History

Great Britain
- Name: HMS Lively
- Ordered: 22 April 1712
- Builder: Royal Dockyard, Plymouth
- Launched: 28 May 1713
- Completed: 19 March 1715
- Commissioned: 1715
- Fate: Breaking completed at Portsmouth in December 1738

General characteristics
- Type: 20-gun Sixth Rate
- Tons burthen: 278+73⁄94 bm
- Length: 94 ft 10 in (28.9 m) gundeck; 76 ft 7 in (23.3 m) keel for tonnage;
- Beam: 26 ft 0 in (7.9 m) for tonnage
- Depth of hold: 11 ft 6 in (3.5 m)
- Sail plan: ship-rigged
- Armament: 20 × 6-pdr 19 cwt guns on wooden trucks (UD)

= HMS Lively (1713) =

HMS Lively was a member of the Gibraltar Group of 24-gun Sixth Rates. After commissioning she spent her career in Home waters on trade protection duties. She was broken in 1738.

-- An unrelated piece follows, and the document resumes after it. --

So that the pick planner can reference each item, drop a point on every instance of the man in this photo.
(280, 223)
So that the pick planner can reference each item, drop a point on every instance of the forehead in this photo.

Lively was the eighth named vessel since it was used for a 45-gun ship launched at Deptford in 1545, rebuilt 1558 and wrecked in 1563 off the Rye.

==Construction==
She was ordered on 22 April 1712 from Plymouth Dockyard to be built under the guidance of John Phillips, Master Shipwright of Plymouth. She replaced a smaller Sixth Rate of 12 guns with the same name, which was sold in 1712. She was launched on 28 May 1713. She was completed for sea on 19 March 1715. Due to her completion in 1715 she would not carry the 4-pounder guns as they were removed from these ships in 1714.

==Commissioned service==
She was commissioned in 1715 under the command of Captain St John Charlton, RN for service on the west coast of Scotland and Irish Waters. In 1720 she was under the command of Captain William Rowley, RN on the same service. She underwent a small repair at Plymouth costing £1,605.11.4d completed in August 1723. She returned to her previous service. In 1729 she underwent another small repair at Plymouth costing £559.19.8d, which was completed in May 1729. In January 1729 she had come under the command of Captain John Onley, RN, and she was deployed after her repairs to the Bristol Channel, moving to Irish Waters in 1732. With the court-martial of Captain Onley on 3 December 1738, she came under the command of Captain Edward Legge, RN, for service in the Bristol Channel. She was paid off on 21 November 1738.

==Disposition==
HMS Lively was broken at Portsmouth by Admiralty Order (AO) 30 November 1738, completing in December 1738.